Job Openings Up, But Hiring Slips: Record high job openings may sound positive for the economy, but the pace of hiring actually slowed in April, according to the Labor Department’s Job Openings and Labor Turnover Summary (JOLTS) report, released Wednesday. The number of job openings rose by 118,000 to 5.788 million, equaling the highest seen in records going back to 2001 and eclipsing analyst forecasts for about 5.7 million openings. But the actual number of hires slid by 198,000 to 5.092 million. Also, the number of workers quitting their jobs slipped slightly. What does it all mean? Well, it may indicate that companies are having trouble finding qualified workers for openings. And it could also mean that workers are less confident about the economy, because when confidence is high, the number of workers feeling secure enough to quit their jobs tends to rise. The JOLTS report follows last Friday’s perplexing monthly employment report that showed just 38,000 jobs created in May. But in the wake of that report, many analysts have noted that monthly employment reports often get significantly revised, and that one number isn’t a trend. It will be very interesting to see how the numbers might change in the July report.

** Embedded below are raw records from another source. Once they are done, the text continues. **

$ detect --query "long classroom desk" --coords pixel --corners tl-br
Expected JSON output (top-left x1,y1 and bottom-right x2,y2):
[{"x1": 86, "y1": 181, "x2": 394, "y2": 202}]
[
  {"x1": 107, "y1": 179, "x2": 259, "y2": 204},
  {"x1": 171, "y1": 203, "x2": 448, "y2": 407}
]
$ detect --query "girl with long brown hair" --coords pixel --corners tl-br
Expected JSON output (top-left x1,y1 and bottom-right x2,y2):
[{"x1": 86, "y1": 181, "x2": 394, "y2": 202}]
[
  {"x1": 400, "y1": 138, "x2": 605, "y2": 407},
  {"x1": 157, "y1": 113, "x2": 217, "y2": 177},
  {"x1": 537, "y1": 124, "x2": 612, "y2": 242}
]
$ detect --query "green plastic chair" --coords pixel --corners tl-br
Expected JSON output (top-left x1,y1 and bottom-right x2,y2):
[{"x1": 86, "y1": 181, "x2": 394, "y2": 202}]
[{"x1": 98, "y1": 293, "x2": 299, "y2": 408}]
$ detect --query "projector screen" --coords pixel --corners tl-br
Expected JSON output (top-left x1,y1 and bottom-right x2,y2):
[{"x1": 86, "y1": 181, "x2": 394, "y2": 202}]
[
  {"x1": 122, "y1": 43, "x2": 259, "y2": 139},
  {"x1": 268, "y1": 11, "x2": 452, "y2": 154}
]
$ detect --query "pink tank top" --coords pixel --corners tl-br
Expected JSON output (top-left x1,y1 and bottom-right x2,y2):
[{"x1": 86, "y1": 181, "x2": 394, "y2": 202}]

Oil Stocks Fall, But Gasoline Stocks Deliver a Surprise: In a similar vein, the Energy Department’s weekly stockpiles report delivered a bit of a contradiction, with crude inventories falling more than 3 million barrels but gasoline stocks rising more than 1 million barrels. The crude inventory draw was slightly larger than expected, but the gasoline build was also larger than expected. The U.S. is now in the prime summer “driving season,” when crude stocks tend to get drawn down to produce more gas, and data show that U.S. drivers are logging record miles this year. So a large build in gas supplies is a bit befuddling, especially with gas prices still about 40 cents a gallon below year-ago levels. Some analysts think the rise in gas stocks reflects refiners getting a bit ahead of themselves and adding too quickly to gasoline production, The Wall Street Journal reported.
Apres Ski, Anyone? The middle of June seems like the last time people would think about skiing, particularly in the northern hemisphere. But that doesn’t mean there’s no news from the high country. In fact, Vail Mountain Resorts (MTN) reported earnings before Thursday’s open and has a conference call scheduled for later in the morning. Vail, which operates nine resorts, mostly in the U.S., had a good ski season last winter, with lift revenue rising more than 19% and total skier visits up 13%. Though company itself is relatively small, its results can help give a sense of where high-income consumers are spending their money. Of course, if the snow doesn’t fall, that can factor into results as well. Last year happened to be quite a good snow season across much of the western U.S. Is it too soon to start tuning up the edges in preparation for winter 2016-17?